Design and data source

  • Registry-linked analysis of a prior randomized clinical trial comparing PTZ vs cefoxitin for surgical site infection (SSI) prevention in pancreatoduodenectomy.
  • Data linkage: Trial participants from the ACS NSQIP database were linked to the National Cancer Database to assess oncologic outcomes.
  • Statistical methods (chemotherapy): Multivariable logistic regression evaluated factors associated with delivery of indicated adjuvant chemotherapy.
  • Statistical methods (survival): Survival was assessed using Kaplan–Meier and Cox proportional hazards models.

Cohort

  • Original trial size: 778 patients.
  • Eligible for linkage: 471 patients treated at Commission on Cancer–accredited centers.
  • Successfully matched: 426 patients total
    • PTZ group: 203 patients.
    • Cefoxitin group: 223 patients.

Key findings

  • Adjuvant chemotherapy omission among those with an indication:
    • PTZ: 9.4%
    • Cefoxitin: 15.4% (P = 0.097)
  • Factors not significantly associated with receipt of indicated adjuvant chemotherapy:
    • PTZ vs cefoxitin: OR 1.49; 95% CI 0.56–3.95
    • Presence of SSI: OR 0.58; 95% CI 0.21–1.65
  • Survival impact: Postoperative SSI was associated with significantly worse 3‑year overall survival (HR 1.69; 95% CI 1.20–2.38).
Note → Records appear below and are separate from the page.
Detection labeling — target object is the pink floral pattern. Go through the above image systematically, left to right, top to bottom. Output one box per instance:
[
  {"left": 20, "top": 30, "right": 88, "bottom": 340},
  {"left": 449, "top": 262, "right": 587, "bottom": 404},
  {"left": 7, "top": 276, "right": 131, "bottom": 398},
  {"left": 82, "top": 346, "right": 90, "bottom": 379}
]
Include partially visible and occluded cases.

Interpretation for practice

  • Antibiotic choice: Broad-spectrum prophylaxis with PTZ, while previously shown to reduce SSI, did not significantly alter the delivery of indicated adjuvant chemotherapy or other measured oncologic care processes.
  • Impact of complications: Occurrence of SSI itself is associated with worse long-term survival after pancreatoduodenectomy, reinforcing the importance of preventing perioperative complications in oncologic surgery.
  • Methodologic value: The study also demonstrates the value of linking clinical trial data with cancer registries to evaluate long-term oncologic outcomes.